Chen Y, Lasko TA, Mei Q, Denny JC, Xu H
(2015) J Biomed Inform 58: 11-18
MeSH Terms: Humans, Learning, Machine Learning, Natural Language Processing
Show Abstract · Added April 7, 2017
OBJECTIVES - Named entity recognition (NER), a sequential labeling task, is one of the fundamental tasks for building clinical natural language processing (NLP) systems. Machine learning (ML) based approaches can achieve good performance, but they often require large amounts of annotated samples, which are expensive to build due to the requirement of domain experts in annotation. Active learning (AL), a sample selection approach integrated with supervised ML, aims to minimize the annotation cost while maximizing the performance of ML-based models. In this study, our goal was to develop and evaluate both existing and new AL methods for a clinical NER task to identify concepts of medical problems, treatments, and lab tests from the clinical notes.

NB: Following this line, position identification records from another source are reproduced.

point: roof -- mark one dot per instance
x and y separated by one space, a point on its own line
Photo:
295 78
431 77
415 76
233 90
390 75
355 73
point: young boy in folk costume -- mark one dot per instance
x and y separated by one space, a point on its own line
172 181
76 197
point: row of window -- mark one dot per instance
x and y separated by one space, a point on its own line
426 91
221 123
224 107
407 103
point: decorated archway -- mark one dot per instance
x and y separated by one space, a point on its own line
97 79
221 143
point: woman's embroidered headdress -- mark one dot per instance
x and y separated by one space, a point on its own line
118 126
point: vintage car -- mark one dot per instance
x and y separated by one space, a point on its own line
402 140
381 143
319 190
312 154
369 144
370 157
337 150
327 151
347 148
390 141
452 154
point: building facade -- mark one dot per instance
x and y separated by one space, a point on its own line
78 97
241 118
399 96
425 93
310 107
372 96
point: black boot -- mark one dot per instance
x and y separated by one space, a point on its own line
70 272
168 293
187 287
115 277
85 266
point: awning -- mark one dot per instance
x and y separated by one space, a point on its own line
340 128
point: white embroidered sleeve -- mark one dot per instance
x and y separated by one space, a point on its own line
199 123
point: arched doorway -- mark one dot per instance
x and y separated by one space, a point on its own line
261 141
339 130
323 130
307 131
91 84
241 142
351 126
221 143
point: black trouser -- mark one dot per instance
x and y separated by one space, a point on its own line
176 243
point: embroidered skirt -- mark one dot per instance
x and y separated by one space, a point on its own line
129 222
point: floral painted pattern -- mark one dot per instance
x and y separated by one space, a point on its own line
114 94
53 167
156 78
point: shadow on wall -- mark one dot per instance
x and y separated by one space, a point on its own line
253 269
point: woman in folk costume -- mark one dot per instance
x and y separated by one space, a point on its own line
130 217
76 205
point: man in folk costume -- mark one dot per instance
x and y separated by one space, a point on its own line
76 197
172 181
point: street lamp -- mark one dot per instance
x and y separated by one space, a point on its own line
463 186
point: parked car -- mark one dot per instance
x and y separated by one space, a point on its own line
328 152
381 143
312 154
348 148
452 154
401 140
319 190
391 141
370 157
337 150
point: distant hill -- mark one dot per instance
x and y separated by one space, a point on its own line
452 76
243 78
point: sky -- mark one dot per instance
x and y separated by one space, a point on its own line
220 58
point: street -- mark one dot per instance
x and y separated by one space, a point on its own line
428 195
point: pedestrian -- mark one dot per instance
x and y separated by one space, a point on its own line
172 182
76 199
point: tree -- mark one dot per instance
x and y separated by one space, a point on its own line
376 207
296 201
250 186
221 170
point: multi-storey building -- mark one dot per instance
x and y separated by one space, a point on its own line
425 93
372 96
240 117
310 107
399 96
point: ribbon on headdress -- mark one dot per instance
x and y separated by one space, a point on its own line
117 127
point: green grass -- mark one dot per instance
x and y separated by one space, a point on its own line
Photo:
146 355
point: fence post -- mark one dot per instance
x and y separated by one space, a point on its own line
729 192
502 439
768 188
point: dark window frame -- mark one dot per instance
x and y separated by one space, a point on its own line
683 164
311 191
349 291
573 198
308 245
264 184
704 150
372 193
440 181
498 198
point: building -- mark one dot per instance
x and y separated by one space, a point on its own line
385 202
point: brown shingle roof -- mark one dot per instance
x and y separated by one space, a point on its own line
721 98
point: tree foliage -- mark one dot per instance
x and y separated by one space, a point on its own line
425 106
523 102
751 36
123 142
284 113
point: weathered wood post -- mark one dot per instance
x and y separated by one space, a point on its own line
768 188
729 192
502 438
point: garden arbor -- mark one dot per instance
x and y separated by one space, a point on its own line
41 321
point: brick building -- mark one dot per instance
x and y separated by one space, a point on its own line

METHODS - Using the annotated NER corpus from the 2010 i2b2/VA NLP challenge that contained 349 clinical documents with 20,423 unique sentences, we simulated AL experiments using a number of existing and novel algorithms in three different categories including uncertainty-based, diversity-based, and baseline sampling strategies. They were compared with the passive learning that uses random sampling. Learning curves that plot performance of the NER model against the estimated annotation cost (based on number of sentences or words in the training set) were generated to evaluate different active learning and the passive learning methods and the area under the learning curve (ALC) score was computed.
RESULTS - Based on the learning curves of F-measure vs. number of sentences, uncertainty sampling algorithms outperformed all other methods in ALC. Most diversity-based methods also performed better than random sampling in ALC. To achieve an F-measure of 0.80, the best method based on uncertainty sampling could save 66% annotations in sentences, as compared to random sampling. For the learning curves of F-measure vs. number of words, uncertainty sampling methods again outperformed all other methods in ALC. To achieve 0.80 in F-measure, in comparison to random sampling, the best uncertainty based method saved 42% annotations in words. But the best diversity based method reduced only 7% annotation effort.
CONCLUSION - In the simulated setting, AL methods, particularly uncertainty-sampling based approaches, seemed to significantly save annotation cost for the clinical NER task. The actual benefit of active learning in clinical NER should be further evaluated in a real-time setting.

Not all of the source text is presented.